I remember my first "big" tank. It was a 55-gallon long I found at a garage sale. I was convinced I could fit a small army of Neon Tetras and a couple of Angelfish in there. I did the mental math. I used the pass "one inch of fish per gallon" rule. Its a classic, right? sum disaster. Within two weeks, I was battling a nitrate spike that looked following a chemistry project as soon as wrong. My fish were gasping. I was panicked. That was the daylight I realized my eyes are unpleasant at estimating volume. Now? I dont even buy a bag of gravel without pulling out an aquarium dimensions calculator knack calculator.

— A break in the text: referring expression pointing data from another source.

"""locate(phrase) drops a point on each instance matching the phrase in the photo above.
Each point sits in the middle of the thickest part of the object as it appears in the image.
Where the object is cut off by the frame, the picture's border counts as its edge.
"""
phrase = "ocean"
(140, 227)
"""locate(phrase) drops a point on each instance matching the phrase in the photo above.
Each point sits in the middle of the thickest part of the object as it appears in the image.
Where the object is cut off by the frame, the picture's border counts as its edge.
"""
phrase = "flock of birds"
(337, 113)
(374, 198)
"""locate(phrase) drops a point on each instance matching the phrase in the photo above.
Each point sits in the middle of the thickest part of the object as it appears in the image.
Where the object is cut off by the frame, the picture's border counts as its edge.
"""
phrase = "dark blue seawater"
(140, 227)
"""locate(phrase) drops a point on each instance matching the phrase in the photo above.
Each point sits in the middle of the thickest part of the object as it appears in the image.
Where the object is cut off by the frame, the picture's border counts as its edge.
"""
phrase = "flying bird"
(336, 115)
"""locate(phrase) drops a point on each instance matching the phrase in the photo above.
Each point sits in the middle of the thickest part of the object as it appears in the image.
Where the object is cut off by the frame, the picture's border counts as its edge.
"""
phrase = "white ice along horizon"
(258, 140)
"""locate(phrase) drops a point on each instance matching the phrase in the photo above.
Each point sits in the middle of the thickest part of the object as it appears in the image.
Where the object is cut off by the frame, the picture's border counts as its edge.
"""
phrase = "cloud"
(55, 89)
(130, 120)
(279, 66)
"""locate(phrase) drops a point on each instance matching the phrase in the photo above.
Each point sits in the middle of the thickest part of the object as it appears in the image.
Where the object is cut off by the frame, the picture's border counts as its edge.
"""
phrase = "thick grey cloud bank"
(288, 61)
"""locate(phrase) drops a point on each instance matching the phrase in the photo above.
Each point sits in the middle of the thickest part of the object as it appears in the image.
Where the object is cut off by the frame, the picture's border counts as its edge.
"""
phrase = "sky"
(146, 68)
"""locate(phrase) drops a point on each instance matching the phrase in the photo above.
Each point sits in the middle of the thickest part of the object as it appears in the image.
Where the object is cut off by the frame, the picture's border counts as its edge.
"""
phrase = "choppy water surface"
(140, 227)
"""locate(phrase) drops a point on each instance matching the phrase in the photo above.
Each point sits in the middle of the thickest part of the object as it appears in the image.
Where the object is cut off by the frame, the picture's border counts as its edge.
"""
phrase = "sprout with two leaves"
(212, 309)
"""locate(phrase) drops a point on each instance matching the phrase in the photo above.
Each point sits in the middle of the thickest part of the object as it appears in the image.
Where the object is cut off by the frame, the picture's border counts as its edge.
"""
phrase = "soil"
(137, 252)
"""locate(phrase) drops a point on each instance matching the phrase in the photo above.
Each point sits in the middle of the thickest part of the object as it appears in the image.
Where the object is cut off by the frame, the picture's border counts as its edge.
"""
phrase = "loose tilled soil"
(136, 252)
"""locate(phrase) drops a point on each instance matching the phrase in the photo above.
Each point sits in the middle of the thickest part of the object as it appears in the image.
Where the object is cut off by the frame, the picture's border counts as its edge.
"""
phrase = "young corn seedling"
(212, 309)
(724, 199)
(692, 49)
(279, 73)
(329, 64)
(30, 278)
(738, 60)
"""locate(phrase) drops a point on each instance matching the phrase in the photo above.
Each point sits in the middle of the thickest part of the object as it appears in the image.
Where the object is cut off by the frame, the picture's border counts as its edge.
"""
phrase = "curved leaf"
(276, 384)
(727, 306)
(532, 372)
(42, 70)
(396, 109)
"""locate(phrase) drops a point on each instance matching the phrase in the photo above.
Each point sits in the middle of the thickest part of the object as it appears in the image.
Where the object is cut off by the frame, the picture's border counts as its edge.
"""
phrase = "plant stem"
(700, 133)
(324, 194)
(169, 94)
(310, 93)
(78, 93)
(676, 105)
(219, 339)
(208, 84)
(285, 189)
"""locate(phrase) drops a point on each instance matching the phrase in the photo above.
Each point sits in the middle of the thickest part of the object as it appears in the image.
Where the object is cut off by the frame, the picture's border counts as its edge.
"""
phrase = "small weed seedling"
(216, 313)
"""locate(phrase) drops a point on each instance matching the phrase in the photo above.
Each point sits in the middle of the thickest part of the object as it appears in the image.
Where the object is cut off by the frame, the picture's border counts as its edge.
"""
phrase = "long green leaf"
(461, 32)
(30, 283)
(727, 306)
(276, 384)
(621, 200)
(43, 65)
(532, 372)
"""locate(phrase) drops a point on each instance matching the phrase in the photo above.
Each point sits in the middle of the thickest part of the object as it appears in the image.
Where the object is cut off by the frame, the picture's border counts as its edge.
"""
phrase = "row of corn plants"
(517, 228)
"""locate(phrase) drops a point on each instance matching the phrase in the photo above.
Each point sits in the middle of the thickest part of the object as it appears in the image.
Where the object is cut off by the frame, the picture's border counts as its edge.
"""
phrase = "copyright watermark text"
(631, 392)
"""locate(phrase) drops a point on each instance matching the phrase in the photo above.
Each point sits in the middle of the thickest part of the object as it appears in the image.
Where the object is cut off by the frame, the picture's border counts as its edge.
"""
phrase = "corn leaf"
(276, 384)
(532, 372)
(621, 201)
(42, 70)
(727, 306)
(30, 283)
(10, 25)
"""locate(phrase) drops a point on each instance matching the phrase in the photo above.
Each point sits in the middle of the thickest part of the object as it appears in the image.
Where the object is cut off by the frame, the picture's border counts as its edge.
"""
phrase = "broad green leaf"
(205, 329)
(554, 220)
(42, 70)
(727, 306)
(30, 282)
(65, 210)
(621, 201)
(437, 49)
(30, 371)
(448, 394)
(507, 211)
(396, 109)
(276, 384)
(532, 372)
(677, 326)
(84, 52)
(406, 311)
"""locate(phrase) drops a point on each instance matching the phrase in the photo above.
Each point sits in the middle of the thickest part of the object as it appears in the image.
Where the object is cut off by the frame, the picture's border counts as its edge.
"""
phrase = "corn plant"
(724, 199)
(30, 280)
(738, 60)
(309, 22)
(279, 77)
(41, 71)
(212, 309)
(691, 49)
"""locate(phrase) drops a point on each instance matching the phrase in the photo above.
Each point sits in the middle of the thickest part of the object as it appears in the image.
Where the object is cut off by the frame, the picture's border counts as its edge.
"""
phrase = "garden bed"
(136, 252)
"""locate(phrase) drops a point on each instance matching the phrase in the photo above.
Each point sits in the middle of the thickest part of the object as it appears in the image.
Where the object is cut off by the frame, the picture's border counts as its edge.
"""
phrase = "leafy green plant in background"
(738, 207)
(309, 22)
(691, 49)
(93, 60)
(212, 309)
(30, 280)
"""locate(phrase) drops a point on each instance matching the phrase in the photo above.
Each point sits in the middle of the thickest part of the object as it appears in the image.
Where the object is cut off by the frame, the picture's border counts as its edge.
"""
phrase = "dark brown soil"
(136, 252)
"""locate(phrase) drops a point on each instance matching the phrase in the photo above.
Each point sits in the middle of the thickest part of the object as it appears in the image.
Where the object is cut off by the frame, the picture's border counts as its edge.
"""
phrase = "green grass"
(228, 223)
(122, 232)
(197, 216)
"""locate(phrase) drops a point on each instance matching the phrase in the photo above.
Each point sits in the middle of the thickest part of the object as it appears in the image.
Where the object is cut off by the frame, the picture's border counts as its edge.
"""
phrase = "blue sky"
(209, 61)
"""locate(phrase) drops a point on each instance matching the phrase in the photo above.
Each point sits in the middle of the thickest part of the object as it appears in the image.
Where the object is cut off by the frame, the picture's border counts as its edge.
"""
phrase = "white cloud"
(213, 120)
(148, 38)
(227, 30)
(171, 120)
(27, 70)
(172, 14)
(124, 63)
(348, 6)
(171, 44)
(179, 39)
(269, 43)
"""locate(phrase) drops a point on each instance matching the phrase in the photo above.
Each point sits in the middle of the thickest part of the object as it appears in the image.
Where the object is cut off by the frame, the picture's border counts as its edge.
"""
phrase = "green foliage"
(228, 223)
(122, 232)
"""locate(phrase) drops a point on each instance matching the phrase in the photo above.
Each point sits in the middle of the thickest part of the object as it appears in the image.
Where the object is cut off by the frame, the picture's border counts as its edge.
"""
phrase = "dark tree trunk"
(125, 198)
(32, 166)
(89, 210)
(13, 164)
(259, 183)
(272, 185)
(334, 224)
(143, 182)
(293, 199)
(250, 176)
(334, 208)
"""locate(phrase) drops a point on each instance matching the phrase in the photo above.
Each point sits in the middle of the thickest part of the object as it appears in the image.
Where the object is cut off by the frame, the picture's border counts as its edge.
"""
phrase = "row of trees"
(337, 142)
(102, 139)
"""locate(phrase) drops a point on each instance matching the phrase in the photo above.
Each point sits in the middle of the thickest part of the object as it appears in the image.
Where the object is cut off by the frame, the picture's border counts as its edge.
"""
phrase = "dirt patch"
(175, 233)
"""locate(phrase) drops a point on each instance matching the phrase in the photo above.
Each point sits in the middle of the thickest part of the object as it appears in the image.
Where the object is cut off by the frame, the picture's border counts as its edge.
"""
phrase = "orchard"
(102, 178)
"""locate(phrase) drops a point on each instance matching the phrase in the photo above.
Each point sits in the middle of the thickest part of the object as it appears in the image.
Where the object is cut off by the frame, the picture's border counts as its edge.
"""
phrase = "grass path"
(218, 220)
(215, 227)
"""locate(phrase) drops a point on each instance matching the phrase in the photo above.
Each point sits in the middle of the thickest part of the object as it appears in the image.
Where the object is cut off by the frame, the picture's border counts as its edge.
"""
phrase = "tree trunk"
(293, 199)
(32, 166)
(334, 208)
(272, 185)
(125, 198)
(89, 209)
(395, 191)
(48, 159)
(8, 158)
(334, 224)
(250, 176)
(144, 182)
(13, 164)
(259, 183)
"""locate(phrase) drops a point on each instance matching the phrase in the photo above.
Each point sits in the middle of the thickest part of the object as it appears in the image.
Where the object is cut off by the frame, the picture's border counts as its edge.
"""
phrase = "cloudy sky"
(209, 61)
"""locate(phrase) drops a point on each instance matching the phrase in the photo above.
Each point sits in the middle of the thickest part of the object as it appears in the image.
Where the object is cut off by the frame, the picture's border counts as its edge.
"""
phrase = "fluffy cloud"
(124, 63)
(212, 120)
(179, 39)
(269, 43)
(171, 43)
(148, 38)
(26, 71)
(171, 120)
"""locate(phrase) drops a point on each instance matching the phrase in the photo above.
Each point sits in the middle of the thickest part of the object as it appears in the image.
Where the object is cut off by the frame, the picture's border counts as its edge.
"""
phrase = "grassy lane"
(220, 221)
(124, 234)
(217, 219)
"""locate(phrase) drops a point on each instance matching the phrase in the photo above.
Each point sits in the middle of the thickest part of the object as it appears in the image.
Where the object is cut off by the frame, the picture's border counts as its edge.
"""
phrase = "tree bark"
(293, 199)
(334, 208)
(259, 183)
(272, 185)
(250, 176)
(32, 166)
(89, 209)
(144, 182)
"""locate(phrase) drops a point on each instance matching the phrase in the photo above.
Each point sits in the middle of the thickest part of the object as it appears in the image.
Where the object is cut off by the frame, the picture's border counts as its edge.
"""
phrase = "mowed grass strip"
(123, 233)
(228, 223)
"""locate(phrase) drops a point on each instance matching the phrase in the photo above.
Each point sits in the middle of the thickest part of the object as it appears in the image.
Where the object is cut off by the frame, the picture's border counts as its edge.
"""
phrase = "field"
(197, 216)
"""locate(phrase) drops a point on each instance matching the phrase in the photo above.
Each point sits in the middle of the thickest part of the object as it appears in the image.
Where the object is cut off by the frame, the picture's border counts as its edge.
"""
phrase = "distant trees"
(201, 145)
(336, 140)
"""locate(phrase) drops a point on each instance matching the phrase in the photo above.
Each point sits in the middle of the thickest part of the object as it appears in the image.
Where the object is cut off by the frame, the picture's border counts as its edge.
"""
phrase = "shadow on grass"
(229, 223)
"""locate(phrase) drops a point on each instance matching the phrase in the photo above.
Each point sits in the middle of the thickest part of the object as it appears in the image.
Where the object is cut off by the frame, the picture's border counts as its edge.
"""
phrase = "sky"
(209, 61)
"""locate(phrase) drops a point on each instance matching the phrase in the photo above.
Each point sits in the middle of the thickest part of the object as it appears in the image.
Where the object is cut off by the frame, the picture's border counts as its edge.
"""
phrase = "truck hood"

It sounds overkill. I know. People tell me, "Its just a bin of water, just fill it up." But it isnt just a box. It is a biological pressure cooker. If you get the numbers wrong, all else fails. Here is why the tank volume matters more than the glass dimensions.
Understanding the real Bio-Load and Water DisplacementMost people see at the sticker on the tank. It says 20 gallons. They think they have 20 gallons of water. They don't. You have to account for the substrate displacement and the hardscape volume. I following measured a 20-gallon "high" tank. After additive two inches of fluorite sand and a loud piece of Malaysian driftwood, I actually without help had practically 16.2 gallons of water. That is a loud difference.